This type of wrinkling of the skin happens due to digital vasoconstriction, which is a process of narrowing of blood vessels. When the hand is soaked in water, the nerve fiber in the skin shrinks and the body temperature regulator (glomus bodies in the skin) in the hand loses its volume. Thus the epidermis of the skin is pulled downward, forming wrinkles. At present, the role of digital vasoconstriction is under investigation.

Why not in other Parts?

When will it not happen?

Wrinkling will not happen to a finger or toe that has a sympathetic nerve cut, even if you soak them for the whole day.
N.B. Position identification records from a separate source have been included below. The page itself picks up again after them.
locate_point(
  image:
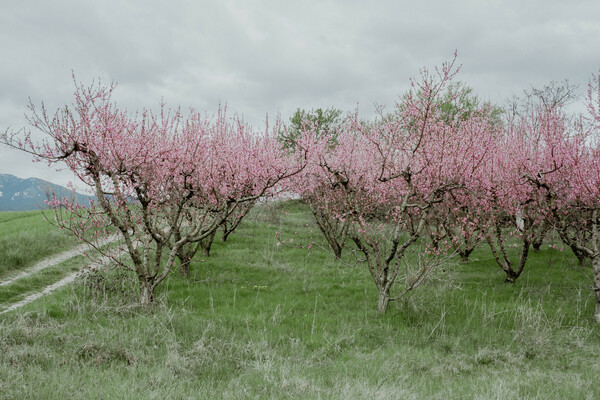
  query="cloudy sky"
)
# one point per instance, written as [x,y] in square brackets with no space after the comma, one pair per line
[274,56]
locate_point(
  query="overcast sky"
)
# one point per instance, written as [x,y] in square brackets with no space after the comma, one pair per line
[273,57]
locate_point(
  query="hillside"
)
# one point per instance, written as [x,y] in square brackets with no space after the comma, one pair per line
[17,194]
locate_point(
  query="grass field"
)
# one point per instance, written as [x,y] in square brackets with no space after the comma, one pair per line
[26,238]
[257,320]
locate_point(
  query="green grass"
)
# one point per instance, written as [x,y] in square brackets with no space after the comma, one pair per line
[26,238]
[257,320]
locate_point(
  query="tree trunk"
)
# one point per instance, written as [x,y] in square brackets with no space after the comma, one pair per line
[146,294]
[206,244]
[384,299]
[596,268]
[464,255]
[184,267]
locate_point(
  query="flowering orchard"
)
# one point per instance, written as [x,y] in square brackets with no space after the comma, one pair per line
[162,181]
[440,167]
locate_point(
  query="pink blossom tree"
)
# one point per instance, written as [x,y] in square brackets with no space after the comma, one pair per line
[385,176]
[571,184]
[161,181]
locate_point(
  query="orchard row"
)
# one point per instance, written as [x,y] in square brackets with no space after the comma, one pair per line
[441,165]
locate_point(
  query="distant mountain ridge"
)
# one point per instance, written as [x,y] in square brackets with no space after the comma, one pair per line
[17,194]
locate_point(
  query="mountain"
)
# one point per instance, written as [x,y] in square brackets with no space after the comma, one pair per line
[18,194]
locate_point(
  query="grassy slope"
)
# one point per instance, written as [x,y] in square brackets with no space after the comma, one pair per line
[261,321]
[26,238]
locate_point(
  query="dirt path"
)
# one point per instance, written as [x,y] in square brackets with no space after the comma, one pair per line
[64,281]
[57,259]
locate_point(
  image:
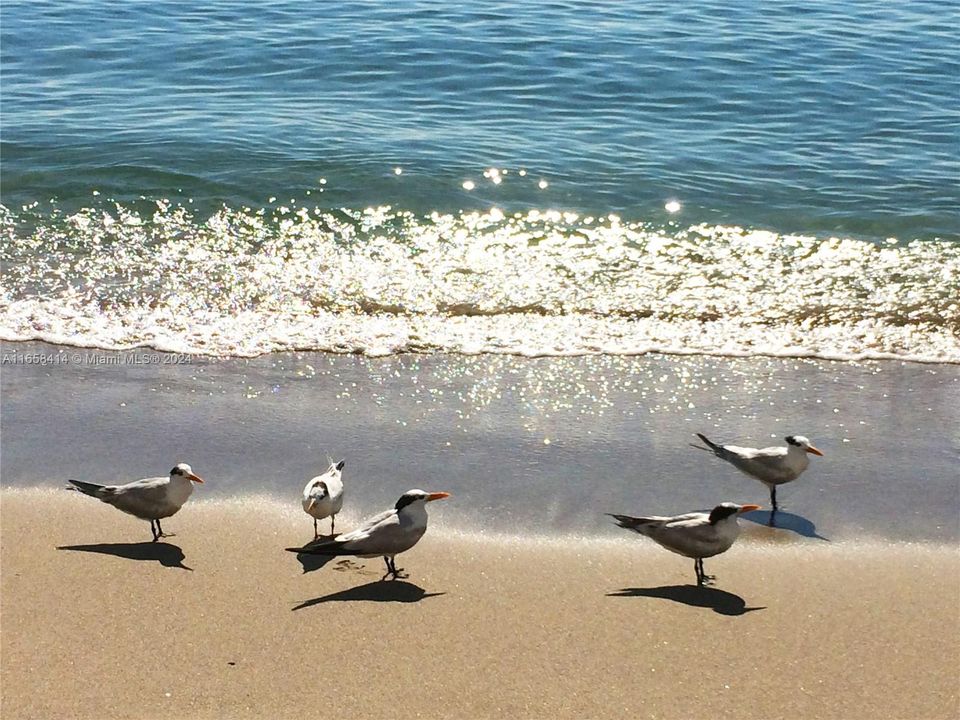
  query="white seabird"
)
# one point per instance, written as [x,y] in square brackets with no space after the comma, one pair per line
[772,466]
[323,496]
[148,499]
[696,535]
[385,535]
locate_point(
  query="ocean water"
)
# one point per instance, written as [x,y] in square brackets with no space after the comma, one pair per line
[559,178]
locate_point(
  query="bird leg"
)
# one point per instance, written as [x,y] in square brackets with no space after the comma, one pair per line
[159,533]
[702,577]
[392,568]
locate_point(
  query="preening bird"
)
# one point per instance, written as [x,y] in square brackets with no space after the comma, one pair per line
[148,499]
[385,535]
[323,496]
[696,535]
[772,466]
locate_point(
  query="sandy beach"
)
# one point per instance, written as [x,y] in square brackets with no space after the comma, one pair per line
[219,622]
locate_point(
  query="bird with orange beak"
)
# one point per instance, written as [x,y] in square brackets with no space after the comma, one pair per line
[385,535]
[696,535]
[772,466]
[148,499]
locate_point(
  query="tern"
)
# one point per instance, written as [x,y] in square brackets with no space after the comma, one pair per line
[385,535]
[148,499]
[772,466]
[696,535]
[323,496]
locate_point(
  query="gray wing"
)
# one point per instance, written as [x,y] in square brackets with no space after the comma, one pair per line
[147,499]
[694,537]
[386,538]
[767,465]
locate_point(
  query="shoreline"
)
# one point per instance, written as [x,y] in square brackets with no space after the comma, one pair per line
[478,629]
[62,346]
[547,445]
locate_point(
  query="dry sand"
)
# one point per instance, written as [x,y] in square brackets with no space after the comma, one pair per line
[483,627]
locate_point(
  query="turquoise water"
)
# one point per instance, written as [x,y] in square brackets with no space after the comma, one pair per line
[637,171]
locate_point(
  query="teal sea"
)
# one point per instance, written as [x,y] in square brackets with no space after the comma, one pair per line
[558,178]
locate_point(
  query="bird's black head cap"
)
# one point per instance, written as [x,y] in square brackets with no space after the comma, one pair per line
[722,511]
[410,496]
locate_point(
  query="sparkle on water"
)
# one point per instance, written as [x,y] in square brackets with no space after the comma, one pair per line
[381,281]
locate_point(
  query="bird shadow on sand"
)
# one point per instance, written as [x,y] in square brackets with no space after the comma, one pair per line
[720,601]
[166,554]
[310,562]
[379,591]
[781,520]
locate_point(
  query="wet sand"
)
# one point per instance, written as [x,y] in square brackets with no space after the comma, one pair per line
[97,623]
[546,444]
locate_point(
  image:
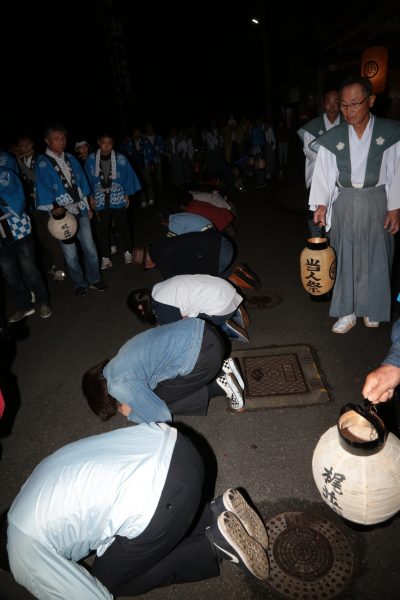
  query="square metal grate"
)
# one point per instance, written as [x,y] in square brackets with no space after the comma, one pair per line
[281,376]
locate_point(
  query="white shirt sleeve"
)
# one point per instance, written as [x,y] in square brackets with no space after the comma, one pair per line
[324,190]
[59,579]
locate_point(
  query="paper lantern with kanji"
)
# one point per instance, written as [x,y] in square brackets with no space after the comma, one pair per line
[374,64]
[62,224]
[356,467]
[318,266]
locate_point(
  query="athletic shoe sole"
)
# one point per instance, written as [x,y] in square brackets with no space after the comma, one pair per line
[232,390]
[234,502]
[229,366]
[252,555]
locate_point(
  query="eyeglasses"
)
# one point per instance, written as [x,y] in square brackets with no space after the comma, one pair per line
[353,105]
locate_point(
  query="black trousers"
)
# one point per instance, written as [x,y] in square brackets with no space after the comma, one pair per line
[50,249]
[173,548]
[102,223]
[166,313]
[189,394]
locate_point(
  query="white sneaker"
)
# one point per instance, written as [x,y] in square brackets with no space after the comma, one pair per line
[232,390]
[229,366]
[128,257]
[344,324]
[369,323]
[105,263]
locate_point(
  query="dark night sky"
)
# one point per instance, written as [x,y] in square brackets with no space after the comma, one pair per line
[185,64]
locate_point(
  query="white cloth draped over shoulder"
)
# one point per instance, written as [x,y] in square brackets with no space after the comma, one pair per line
[324,187]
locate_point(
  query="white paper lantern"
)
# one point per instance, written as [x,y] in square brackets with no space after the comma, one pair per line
[356,468]
[62,224]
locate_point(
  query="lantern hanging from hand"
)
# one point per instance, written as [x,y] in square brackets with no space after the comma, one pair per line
[318,266]
[356,466]
[374,64]
[62,224]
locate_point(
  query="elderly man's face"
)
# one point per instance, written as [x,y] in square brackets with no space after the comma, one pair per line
[355,105]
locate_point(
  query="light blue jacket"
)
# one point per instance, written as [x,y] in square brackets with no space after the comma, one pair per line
[50,188]
[12,206]
[147,359]
[77,500]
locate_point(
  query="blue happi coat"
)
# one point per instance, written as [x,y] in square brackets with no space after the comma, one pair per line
[122,180]
[50,188]
[13,219]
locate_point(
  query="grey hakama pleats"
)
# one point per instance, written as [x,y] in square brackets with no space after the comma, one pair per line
[364,252]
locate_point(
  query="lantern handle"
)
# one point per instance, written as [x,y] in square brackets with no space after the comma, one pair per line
[361,412]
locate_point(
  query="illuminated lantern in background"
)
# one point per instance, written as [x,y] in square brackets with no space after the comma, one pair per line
[62,224]
[356,467]
[374,64]
[318,266]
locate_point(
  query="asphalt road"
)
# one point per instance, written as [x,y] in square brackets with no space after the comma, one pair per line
[267,453]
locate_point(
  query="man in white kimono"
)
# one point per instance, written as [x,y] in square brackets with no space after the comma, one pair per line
[355,195]
[311,130]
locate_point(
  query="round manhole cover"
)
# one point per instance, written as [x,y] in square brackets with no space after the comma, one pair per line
[310,558]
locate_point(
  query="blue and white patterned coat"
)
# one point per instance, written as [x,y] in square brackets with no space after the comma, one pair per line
[123,182]
[50,188]
[12,194]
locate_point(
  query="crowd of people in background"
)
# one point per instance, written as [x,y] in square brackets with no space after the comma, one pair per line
[152,531]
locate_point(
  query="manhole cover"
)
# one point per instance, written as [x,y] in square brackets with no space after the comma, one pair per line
[274,374]
[310,558]
[262,301]
[281,376]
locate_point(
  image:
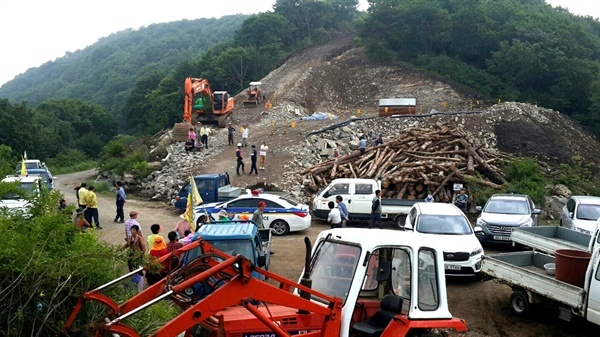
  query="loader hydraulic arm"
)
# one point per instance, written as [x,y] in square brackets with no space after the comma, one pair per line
[231,283]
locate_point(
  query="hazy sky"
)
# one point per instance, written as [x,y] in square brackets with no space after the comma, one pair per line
[33,32]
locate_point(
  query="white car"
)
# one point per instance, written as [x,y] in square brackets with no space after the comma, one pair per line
[580,213]
[449,228]
[282,214]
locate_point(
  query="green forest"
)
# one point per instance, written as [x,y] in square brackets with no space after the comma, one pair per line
[131,82]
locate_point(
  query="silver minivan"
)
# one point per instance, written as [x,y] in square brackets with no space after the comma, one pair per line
[501,214]
[580,213]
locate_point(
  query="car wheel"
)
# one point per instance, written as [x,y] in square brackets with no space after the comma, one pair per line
[280,227]
[519,302]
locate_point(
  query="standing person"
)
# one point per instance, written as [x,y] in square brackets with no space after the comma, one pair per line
[264,148]
[258,215]
[121,197]
[334,217]
[230,131]
[132,221]
[81,192]
[137,248]
[376,210]
[343,209]
[155,229]
[240,159]
[245,136]
[461,200]
[192,136]
[174,243]
[204,133]
[362,144]
[253,159]
[182,226]
[91,203]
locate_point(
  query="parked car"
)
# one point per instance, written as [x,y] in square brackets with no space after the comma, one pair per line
[580,213]
[358,195]
[501,214]
[282,214]
[211,188]
[452,230]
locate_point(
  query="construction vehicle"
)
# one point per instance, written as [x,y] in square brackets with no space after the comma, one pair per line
[254,95]
[357,282]
[203,105]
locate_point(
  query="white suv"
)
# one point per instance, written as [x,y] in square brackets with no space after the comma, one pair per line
[580,213]
[449,228]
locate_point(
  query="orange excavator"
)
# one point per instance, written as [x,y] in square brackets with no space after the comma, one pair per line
[391,284]
[201,104]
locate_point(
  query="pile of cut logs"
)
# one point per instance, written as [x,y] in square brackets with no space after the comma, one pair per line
[415,164]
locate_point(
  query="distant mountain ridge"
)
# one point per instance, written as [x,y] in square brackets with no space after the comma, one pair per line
[106,71]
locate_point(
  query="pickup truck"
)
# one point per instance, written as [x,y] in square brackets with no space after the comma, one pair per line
[211,187]
[358,195]
[549,239]
[524,273]
[237,237]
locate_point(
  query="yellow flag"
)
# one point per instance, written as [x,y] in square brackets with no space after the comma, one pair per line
[23,169]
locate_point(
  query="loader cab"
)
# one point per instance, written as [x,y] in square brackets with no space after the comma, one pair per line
[387,274]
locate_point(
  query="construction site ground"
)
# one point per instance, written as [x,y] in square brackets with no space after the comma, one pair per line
[337,78]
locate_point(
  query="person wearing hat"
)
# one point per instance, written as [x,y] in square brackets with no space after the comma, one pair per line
[230,132]
[461,200]
[159,249]
[79,221]
[131,222]
[155,229]
[240,159]
[182,226]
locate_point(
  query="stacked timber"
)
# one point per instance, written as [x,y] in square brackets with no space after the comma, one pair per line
[416,163]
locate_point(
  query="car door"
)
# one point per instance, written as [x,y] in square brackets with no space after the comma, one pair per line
[242,209]
[568,213]
[362,195]
[593,309]
[334,190]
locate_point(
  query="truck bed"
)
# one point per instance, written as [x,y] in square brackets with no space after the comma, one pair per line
[526,270]
[549,239]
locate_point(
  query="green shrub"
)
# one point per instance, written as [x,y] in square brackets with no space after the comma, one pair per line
[525,177]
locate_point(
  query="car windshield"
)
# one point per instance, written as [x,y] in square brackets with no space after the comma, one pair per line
[506,206]
[231,247]
[333,268]
[443,224]
[588,212]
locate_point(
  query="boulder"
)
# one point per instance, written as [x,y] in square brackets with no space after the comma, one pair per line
[561,191]
[553,206]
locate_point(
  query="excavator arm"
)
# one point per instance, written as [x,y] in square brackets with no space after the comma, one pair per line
[231,283]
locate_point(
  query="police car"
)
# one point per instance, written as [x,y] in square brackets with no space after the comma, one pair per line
[282,214]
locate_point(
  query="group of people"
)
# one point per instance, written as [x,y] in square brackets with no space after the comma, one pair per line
[254,157]
[198,137]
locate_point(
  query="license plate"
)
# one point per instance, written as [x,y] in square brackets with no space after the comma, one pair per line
[451,267]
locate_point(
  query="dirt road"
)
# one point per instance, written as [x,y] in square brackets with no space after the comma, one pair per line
[483,304]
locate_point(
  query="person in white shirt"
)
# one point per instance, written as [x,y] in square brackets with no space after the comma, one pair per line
[335,217]
[262,155]
[245,137]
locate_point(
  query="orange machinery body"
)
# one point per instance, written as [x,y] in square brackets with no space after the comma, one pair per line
[242,305]
[215,104]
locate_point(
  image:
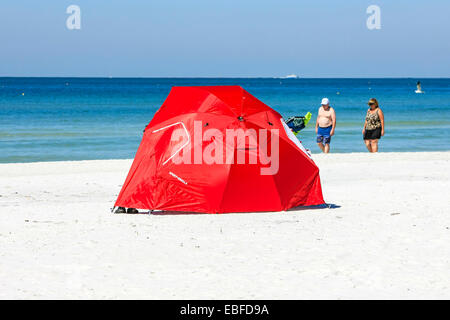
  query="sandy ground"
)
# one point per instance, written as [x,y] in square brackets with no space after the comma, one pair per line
[386,236]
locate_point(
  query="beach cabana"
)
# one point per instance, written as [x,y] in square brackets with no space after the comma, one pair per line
[219,149]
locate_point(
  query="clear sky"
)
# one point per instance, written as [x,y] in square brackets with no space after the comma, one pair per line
[225,38]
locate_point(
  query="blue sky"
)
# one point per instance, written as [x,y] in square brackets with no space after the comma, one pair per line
[207,38]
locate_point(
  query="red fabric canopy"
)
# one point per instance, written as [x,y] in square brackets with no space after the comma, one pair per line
[178,130]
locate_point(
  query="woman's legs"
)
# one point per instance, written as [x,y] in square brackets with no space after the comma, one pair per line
[368,145]
[374,145]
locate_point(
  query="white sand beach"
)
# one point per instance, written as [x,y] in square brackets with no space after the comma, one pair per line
[387,235]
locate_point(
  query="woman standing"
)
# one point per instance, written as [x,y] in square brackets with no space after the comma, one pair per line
[373,126]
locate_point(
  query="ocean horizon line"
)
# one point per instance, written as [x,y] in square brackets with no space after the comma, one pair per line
[217,77]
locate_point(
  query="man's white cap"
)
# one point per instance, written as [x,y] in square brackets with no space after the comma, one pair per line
[325,101]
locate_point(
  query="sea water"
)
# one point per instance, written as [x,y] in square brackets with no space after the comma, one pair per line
[49,119]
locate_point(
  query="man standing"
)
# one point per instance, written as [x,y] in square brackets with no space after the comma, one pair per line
[325,125]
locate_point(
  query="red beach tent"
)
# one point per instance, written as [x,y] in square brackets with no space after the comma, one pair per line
[188,162]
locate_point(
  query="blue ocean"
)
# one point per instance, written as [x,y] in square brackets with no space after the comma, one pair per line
[51,119]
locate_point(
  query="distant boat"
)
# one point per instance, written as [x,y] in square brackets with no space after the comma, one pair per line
[291,76]
[419,88]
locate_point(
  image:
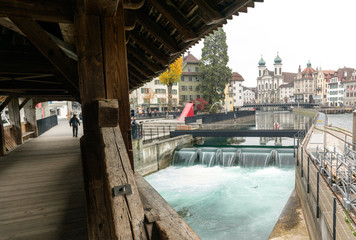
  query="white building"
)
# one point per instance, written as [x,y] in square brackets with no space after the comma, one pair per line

This is due to the nerve function loss that happens due to the cut.

People with other disorders or those with replanted amputated fingers that has resulted in nerve function loss will also show no wrinkling after soaking the fingers in water.

Advantage of wrinkled skin

Initially, it was thought that due to wrinkly skin, the sensitivity of the fingertip is reduced and damage to skin is increased.

In a recent study conducted on a sample population in three different contexts - normal, dry, and wrinkly hands (formed from soaking in warm water for 30 min), the participants were able to pick up wet marbles more quickly with wrinkled fingers. The study concluded that wrinkled fingers provide a better grip for holding objects.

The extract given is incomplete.